En un largo discurso pronunciado esta mañana (por la tarde en España) en la sede de los Archivos Nacionales, Obama opinó que las "instituciones democráticas" norteamericanas son "lo suficientemente sólidas para extraer responsabilidades".

"El Congreso puede estudiar los abusos a nuestros valores, y va a haber investigaciones por parte del Congreso en esta materia como las duras técnicas de interrogatorio. El Departamento de Justicia y nuestros tribunales pueden trabajar sin descanso y castigar cualquier violación de nuestras leyes", afirmó.

Por otro lado, el presidente informó de que el Gobierno está revisando el llamado privilegio del "secreto de Estado" bajo el que se han acogido las autoridades estadounidenses para evitar procesos judiciales, ya que, aunque consideró que este principio es "absolutamente necesario para proteger la seguridad nacional", también le preocupa que se haya abusado de él.

"No debemos proteger información solamente porque revele la violación de la ley o avergüence al Gobierno.

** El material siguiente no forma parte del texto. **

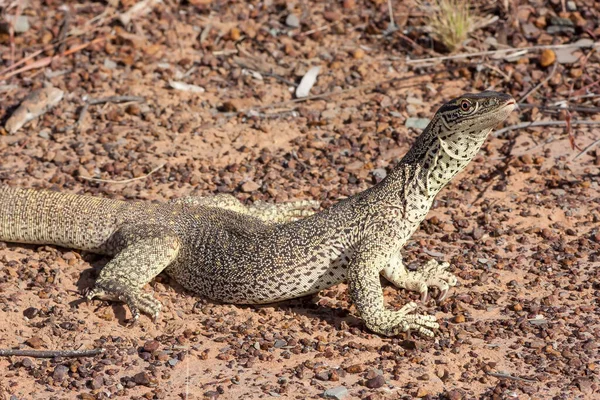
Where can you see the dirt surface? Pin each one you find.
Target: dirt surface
(521, 226)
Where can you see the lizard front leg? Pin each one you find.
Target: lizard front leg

Es por ello que mi Administración está terminando de hacer una revisión completa de esta práctica", manifestó Obama.

Así pues, explicó que sus planes más inmediatos serán fijar "varios principios" con los que se reforme el privilegio del secreto de Estado, empezando por implantar una "evaluación más rigurosa" con la que quede fijado qué puede o no puede ser protegido bajo el secreto de Estado, de modo que no se pueda hacer uso de este principio "sin seguir primero un proceso formal que incluiría una revisión del Departamento de Justicia y la aprobación personal del fiscal general".

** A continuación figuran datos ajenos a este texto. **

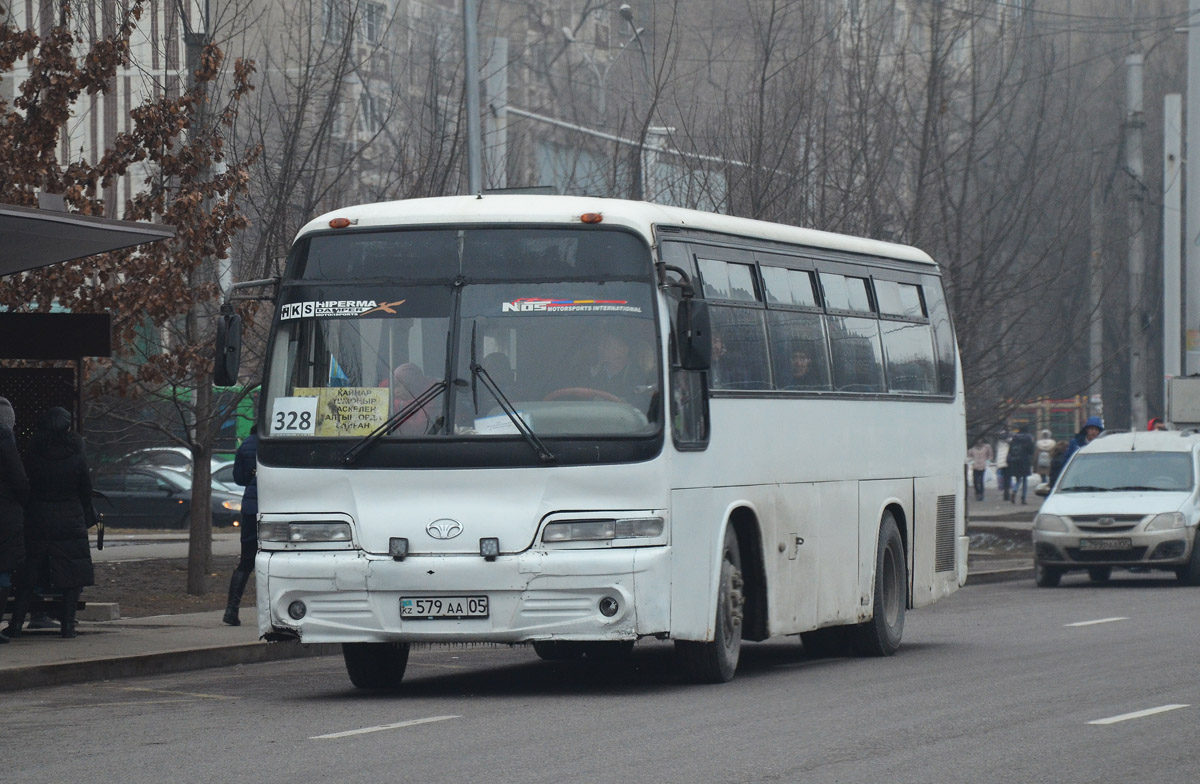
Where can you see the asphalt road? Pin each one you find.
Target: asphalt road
(993, 684)
(138, 546)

PUBLICACIÓN DE MEMORANDOS SOBRE ABUSOS

El presidente se refirió después a los memorandos que su Gobierno decidió desclasificar y en los que se especificaban los abusos cometidos en los interrogatorios de detenidos por terrorismo durante la Administración Bush tanto en la prisión de la base de Guantánamo como en las cárceles secretas de la CIA y en Irak y Afganistán.

Según Obama, tomó esta decisión no porque esté en desacuerdo con las "duras técnicas de interrogatorio que esos memorandos autorizaban", o porque rechace su "razonamiento legal", sino porque la utilización de estos métodos para interrogar detenidos por terrorismo era "ampliamente conocida", la Administración Bush "había reconocido su existencia" y el nuevo Gobierno ya "había prohibido esas técnicas".

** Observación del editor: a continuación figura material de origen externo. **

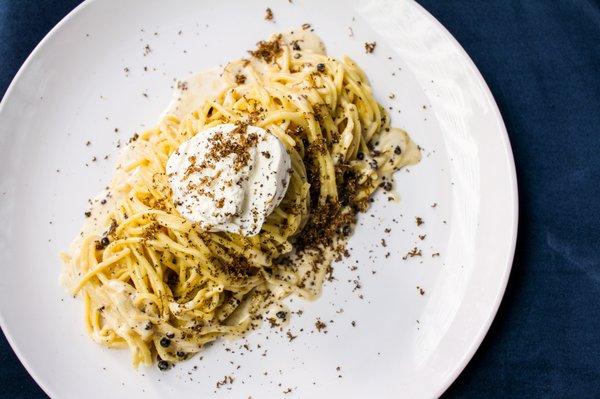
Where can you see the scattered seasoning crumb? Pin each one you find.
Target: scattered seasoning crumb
(412, 253)
(226, 380)
(182, 85)
(370, 47)
(269, 14)
(291, 336)
(240, 78)
(320, 325)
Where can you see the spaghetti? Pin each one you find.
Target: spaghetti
(156, 283)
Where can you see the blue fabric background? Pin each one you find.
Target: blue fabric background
(541, 59)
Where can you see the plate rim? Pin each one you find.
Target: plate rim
(511, 174)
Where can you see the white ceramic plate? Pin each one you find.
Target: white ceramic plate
(73, 88)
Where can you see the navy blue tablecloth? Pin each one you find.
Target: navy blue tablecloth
(541, 59)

"El argumento de que desclasificando estos memorandos estaremos facilitando información a los terroristas acerca de cómo serán interrogados es infundado, no interrogaremos a los terroristas usando ese enfoque porque ahora está prohibido", añadió.

"Desclasifiqué estos memorandos porque no había una razón poderosa para protegerlos. Y el subsiguiente debate ha ayudado a los americanos a entender mejor cómo estos métodos de interrogatorio fueron autorizados y utilizados", sentenció el mandatario.

NO PUBLICACIÓN DE FOTOGRAFÍAS

Pero a diferencia de los memorandos, Barack Obama insistió hoy en su oposición a la publicación de las fotografías de los abusos a los que militares estadounidenses han sometido a detenidos en Irak y Afganistán. Como en anteriores ocasiones, alegó que las imágenes pondrían en riesgo a las tropas norteamericanas que están en misión en el extranjero.

"Las personas que violaron los valores de comportamiento en estas fotos han sido investigadas y han rendido cuentas. No hay un debate acerca de si lo que aparece en esas fotos está mal y no se ha ocultado nada para absolver a los autores de estos delitos", afirmó.

Sin embargo, Obama explicó que, a su juicio, la publicación de las instantáneas, algunas de las cuales ya han salido a la luz después de que las emitiese una televisión australiana que las había comprado en 2006, podría generar una opinión anti-estadounidense y poner en peligro a los soldados que actualmente se encuentran desplegados en otros países.